Tutti e tre i film ci fanno viaggiare tra il sogno (o l’incubo) e la realtà, basandosi sul tema del doppio e mostrando la parte più inconscia dei personaggi. Lynch mette in scena il suo stile onirico inconfondibile e sopraffino, rendendo i suoi capolavori inimitabili e dal valore artistico inestimabile.

David Lynch: un artista a 360 gradi

Ovviamente David Lynch è maggiormente conosciuto per la sua carriera da regista, tralasciando però come la vena artistica lo abbia portato a non fermarsi lì. Lynch, infatti, oltre ad aver realizzato 10 film, circa 60 cortometraggi e 3 stagioni di Serie TV si è occupato di molto altro: ha realizzato diversi quadri, che rimandano al suo stile cinematografico; in ambito musicale ha prodotto e cantato in 4 album, oltre ad aver collaborato ad alcune colonne sonore per i suoi film insieme al maestro Angelo Badalamenti. Ha poi scritto 5 libri e nell’ultima parte della sua vita si è dedicato anche all’interior design.

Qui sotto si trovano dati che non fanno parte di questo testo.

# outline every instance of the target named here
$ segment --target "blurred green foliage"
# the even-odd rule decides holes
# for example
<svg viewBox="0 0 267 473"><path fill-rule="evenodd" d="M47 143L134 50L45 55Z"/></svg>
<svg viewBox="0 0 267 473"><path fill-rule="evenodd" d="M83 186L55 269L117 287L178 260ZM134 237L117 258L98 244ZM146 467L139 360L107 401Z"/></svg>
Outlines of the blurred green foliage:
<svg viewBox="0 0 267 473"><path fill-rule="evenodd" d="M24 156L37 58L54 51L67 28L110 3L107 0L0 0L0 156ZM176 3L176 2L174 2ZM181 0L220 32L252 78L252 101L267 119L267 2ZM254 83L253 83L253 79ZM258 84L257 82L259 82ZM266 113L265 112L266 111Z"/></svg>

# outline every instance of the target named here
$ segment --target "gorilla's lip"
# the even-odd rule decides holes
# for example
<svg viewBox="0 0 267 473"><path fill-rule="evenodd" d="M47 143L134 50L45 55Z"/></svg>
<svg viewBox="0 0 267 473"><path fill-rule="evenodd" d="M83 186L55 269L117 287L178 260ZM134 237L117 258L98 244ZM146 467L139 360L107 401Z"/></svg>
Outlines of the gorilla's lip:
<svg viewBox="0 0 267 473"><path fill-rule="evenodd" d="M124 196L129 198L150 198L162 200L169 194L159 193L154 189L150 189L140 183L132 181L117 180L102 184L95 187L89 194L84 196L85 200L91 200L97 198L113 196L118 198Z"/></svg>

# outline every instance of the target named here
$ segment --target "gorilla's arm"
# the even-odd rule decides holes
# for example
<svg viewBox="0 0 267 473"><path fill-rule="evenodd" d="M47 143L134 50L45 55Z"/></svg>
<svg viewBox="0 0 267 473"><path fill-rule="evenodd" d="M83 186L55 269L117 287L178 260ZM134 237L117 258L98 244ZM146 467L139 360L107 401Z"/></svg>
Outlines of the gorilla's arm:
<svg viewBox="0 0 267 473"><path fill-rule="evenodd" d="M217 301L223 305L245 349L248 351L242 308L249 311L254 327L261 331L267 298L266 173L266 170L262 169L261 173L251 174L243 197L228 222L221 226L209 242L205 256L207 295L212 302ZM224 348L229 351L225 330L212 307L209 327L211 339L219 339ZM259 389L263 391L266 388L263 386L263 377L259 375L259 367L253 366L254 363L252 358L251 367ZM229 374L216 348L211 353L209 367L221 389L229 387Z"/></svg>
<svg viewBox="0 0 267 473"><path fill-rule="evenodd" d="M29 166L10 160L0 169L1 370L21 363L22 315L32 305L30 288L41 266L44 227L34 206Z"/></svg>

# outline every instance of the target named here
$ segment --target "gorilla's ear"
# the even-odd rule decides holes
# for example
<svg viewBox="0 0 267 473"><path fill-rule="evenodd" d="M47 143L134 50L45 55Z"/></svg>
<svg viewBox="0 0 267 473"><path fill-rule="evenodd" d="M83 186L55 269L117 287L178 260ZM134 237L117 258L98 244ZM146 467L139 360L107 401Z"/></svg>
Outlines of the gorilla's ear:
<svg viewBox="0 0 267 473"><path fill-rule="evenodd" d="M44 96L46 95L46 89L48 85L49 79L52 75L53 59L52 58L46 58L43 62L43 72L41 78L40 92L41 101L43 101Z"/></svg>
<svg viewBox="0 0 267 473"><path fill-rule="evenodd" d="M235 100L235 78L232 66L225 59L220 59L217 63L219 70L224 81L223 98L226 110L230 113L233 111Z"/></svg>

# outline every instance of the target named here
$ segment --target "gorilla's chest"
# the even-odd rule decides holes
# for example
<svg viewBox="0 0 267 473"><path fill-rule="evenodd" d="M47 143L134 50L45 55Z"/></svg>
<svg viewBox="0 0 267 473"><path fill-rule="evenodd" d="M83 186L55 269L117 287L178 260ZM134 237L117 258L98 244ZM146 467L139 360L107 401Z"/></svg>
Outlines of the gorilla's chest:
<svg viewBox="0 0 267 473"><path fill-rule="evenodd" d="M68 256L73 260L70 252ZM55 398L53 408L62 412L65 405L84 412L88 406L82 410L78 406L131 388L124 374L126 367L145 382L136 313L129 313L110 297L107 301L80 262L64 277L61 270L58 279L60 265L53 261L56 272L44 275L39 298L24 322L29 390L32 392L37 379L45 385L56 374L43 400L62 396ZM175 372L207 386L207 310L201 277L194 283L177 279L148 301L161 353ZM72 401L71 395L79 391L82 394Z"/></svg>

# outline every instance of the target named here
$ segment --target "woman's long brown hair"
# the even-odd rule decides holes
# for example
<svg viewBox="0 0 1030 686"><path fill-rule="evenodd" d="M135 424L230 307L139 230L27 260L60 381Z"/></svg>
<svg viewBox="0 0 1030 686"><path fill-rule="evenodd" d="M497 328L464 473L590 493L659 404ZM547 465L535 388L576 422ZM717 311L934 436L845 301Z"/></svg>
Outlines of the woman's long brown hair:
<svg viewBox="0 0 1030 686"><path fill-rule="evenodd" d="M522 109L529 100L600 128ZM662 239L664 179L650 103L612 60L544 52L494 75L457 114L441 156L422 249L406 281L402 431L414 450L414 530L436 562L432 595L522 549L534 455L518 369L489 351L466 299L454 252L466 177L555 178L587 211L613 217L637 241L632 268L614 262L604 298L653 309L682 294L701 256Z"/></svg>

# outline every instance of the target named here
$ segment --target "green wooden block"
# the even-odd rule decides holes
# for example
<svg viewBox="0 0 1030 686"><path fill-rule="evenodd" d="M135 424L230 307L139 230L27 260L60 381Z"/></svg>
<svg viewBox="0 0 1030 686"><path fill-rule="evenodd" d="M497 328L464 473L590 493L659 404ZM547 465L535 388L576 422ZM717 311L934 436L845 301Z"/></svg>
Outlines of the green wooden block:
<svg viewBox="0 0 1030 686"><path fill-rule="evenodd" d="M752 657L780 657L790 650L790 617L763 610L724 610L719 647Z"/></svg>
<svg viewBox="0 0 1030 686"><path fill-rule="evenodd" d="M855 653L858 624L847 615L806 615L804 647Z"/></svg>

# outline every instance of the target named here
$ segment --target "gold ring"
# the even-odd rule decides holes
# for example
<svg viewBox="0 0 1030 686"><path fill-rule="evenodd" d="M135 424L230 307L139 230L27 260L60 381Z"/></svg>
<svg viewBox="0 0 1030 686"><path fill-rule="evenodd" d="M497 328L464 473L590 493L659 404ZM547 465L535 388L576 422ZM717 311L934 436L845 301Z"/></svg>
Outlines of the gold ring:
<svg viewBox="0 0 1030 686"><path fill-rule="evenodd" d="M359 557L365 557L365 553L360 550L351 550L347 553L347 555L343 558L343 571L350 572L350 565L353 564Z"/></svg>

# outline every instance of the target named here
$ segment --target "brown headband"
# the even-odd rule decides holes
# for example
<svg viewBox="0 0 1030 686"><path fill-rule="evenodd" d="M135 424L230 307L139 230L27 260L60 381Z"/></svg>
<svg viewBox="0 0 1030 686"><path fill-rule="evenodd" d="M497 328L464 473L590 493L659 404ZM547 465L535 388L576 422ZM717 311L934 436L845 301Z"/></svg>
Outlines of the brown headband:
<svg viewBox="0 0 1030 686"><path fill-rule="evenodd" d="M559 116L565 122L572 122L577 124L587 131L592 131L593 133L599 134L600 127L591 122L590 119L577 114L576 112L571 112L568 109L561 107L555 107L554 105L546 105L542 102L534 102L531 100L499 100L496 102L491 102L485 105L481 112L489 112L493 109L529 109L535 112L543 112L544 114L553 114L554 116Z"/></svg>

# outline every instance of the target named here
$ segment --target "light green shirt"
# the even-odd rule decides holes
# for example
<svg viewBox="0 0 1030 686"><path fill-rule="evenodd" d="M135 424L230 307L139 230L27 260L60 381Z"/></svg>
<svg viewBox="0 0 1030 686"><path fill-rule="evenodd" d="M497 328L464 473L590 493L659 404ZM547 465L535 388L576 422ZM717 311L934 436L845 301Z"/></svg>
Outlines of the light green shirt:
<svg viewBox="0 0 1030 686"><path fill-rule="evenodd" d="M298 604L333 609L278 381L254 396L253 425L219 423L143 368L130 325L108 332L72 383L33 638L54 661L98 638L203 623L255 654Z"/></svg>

Scena tratta dal documentario David Lynch: The Art Life (2016). Produzione: Duck Diver Films.

Un ultimo addio al Maestro

É doveroso rendere omaggio a tutto ciò che David Lynch ha realizzato in ambito artistico, a tutte le parole spese nelle sue interviste e nei suoi interventi pubblici. Lynch ha sempre cercato di fare in modo che le sue parole fossero personali e allo stesso tempo potessero essere condivise da chi ne avesse bisogno.

Parlava spesso della ricerca delle idee, che definiva “grandi pesci” che dobbiamo cercare di pescare, per quanto difficile sia, e del processo creativo che ne deriva. Discuteva frequentemente del confronto di artisti e non con la salute mentale, di come il troppo stress e la demotivazione non faccia bene alla creatività e motivava i giovani sognatori a cercare di combattere e superare le proprie paure e insicurezze, di guardare sempre, come diceva lui, “la ciambella, non il buco”.

 In tutto il mondo tante persone, come me, l’hanno sempre visto come una sorta di mentore, come un idolo e un’ispirazione.

Ha rotto regole per crearne di nuove, è andato contro il mercato hollywoodiano provando a sbeffeggiarlo e criticarlo quando possibile. Ha sempre cercato di portare avanti ciò che lui stesso voleva davvero, mettendo in secondo piano i problemi di comprensibilità e digeribilità richiesti dall’industria e dallo spettatore, ed infine, ciò lo ha premiato in quanto artista.

Se ne va uno dei più grandi di tutti i tempi, che ha lasciato un patrimonio immortale al mondo. Un artista tanto importante che rimarrebbe indimenticabile anche se si bruciasse tutto ciò che ha mai realizzato.